As is typical of many galliform birds, Alectoris partridges are relatively round-bodied and small-headed. They typically have a light brown or grey back, grey breast, buff belly, and barred flanks. Several species have a whitish throat with a black border. Their specialized flank coverts give them the appearance of being more rotund than they actually are. Their legs are red, with well-developed, ball-peen hammer-like spurs. When disturbed they run very rapidly, often uphill, taking to the wing if pressed. Their wings are long and fairly sharp, shaped rather like those of ptarmigan and spruce grouse, suggesting that the birds sustain themselves in flight over substantial distances to find food. This probably occurs most often during winter.

==Introduced species and hybridisation==
Some members of the genus, notably the chukar and red-legged partridge, have been introduced to many locations outside their natural range; there are now established populations of chukar in western North America, Hawaii, and the South Island of New Zealand, and of red-legged partridge in the United Kingdom, the Azores, Madeira, and the Canary Islands.

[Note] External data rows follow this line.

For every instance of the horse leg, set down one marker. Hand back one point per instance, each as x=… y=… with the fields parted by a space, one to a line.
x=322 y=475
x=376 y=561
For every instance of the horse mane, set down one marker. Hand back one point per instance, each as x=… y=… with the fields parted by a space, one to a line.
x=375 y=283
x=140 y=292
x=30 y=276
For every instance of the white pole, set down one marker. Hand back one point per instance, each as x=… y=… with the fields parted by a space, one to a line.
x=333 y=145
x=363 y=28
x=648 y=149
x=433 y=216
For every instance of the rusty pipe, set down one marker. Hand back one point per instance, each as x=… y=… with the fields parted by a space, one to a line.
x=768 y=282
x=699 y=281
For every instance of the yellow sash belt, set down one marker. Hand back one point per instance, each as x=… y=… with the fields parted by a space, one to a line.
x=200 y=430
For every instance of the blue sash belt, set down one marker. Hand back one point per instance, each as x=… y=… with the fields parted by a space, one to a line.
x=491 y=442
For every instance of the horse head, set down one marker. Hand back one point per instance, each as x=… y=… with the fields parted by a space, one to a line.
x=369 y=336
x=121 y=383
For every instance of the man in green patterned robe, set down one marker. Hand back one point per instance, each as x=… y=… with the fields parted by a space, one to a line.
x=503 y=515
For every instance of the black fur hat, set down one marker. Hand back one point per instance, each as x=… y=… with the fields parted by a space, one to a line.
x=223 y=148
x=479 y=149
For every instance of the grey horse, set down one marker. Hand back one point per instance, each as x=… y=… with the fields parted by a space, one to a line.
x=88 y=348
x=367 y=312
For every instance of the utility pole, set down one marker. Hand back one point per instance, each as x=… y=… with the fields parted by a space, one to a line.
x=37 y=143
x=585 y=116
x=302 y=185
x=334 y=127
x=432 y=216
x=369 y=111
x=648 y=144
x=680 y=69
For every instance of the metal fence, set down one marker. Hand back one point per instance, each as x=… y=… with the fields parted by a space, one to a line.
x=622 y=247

The chukar readily interbreeds with the red-legged partridge and rock partridge. The practice of breeding and releasing captive-bred chukar and hybrids between chukar and red-legged partridge has been banned in the United Kingdom, as it is a threat to red-legged partridge populations.

==Species==
The genus contains seven extant species:

| Image | Common name | Scientific name | Distribution |
|---|---|---|---|
|  | Barbary partridge | Alectoris barbara | North Africa, and is also native to Gibraltar and the Canary Islands |
|  | Arabian partridge | Alectoris melanocephala | southern Saudi Arabia, Yemen and western Oman. |
|  | Red-legged partridge | Alectoris rufa | Iberian Peninsula, France, Italy and Balearic Islands |
|  | Chukar partridge | Alectoris chukar | Cyprus, Jordan, Israel, Palestine, Lebanon, Syria, Turkey, Iraq, Iran, Uzbekistan, Afghanistan, Tajikistan, Pakistan and India |
|  | Rock partridge | Alectoris graeca | Serbia, Albania, Italy, and France to Greece and Bulgaria |
|  | Philby's partridge | Alectoris philbyi | Saudi Arabia and Yemen |
|  | Przevalski's partridge | Alectoris magna | China (Gansu, Qinghai) |

Two prehistoric species are known from fossils:

- A. peii Hou, 1982 China
- A. baryosefi Tchernov, 1980 Early Pleistocene of El-`Ubeidiya (Jordan valley), Israel.